Thursday, April 04, 2013
I sat thinking today about those with chronic illnesses. I suffer from fibromyalgia. No, can’t say I went looking for it, or that I fully yet understand it. I was diagnosed in 1997 after 4 years of a back and forth battle to find out what exactly was wrong with me. See the problem is you can’t do a blood test, an x-ray or some scan to find this syndrome. Some doctors believe it is real, others do not. I found in 1997 most do not. The medical doctors sent me to psychologists and psychiatrists because they knew there was nothing physically wrong with me. The psychologists sent me back to medical doctors because I had passed every mental test there was to give so of course it had to be physical. And this seesaw went on for four years. When our new family physician, that I was forced to go to because of insurance change, looked at me and said “there is nothing mentally wrong with you but I do believe you have a syndrome that is not easy to explain.” He went on to explain the syndrome of fibromyalgia and how he was going to refer me to a rheumatologist that he trusted (ok he trusted…..never have I said yet I did). My first thought was “here I go again……the seesaw I wanted to stop”.
Well I found myself amazed, she sat with me for 3 hours after poking painfully where I did not need poked and started to explain this syndrome. What I discovered is that one area is never discussed, not by therapists, not by doctors. And that is the emotional imbalance you are left with after the diagnosis.
See, today 16 years later, I sit still battling not the physical symptoms. Let’s face it, those you can’t battle. Oh I’ve tried to ignore the tiredness, the pain levels and dig in deeper and tread forward; but I’m talking the emotional roller coaster experienced. Now don’t get me wrong….in the beginning I saw many therapists for a variety of reasons but not one dealt with the emotions I was feeling because of this syndrome.
I was left with mistrust of our medical profession. I found the roller coaster left me doubting when a doctor diagnosed me with even an ear infection. I had to learn to trust again in the medical field. I found depression in a way I no longer could understand. Some of thepression I could predict and fight. But what about those “fog” days when I woke depressed in a gray cloud and didn’t know why. Then I would spend the day clawing to get out to find I had an increased pain level, headaches, and confusion. This would lead to……

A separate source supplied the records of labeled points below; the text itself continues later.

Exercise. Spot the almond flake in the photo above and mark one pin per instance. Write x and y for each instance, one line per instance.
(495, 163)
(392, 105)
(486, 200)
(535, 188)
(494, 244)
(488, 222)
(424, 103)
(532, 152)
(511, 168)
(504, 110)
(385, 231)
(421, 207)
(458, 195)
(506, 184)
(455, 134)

Anger. Oh yes even 16 years later I daily get angry at the limitations this syndrome has placed on me. What I want to do and what I can get my body to do is a dozen different things. I weep in anger over the injustice. I want to scream and yell then realize that accomplishes nothing so I bury it inside. But here’s the problem with this theory and action, the further you bury the anger, the more it surfaces in different ways. See you start to snap yet really don’t understand why, you criticize a normally routine job done by others, again unsure why. You look in the mirror and see a monster “red and full of anger” yet unsure why. This anger turns to bitterness at usually everything for a short while at least around you. But the biggest bitterness is the bitterness and injustice you feel at the syndrome. See it’s not like a person that angers you. You have someone concrete in front of you. This syndrome is “illusive”. You have no picture to place on it, no visual you can use to be angry at it. It begins to feel irrational to yell at something you can’t see.
Then the circle starts again. You bury the anger, it bubbles up, you can’t find a source to yell at so you bury again. This anger is only one of the zillion possible emotions you feel. Yet it seems to be the one I find myself returning to today.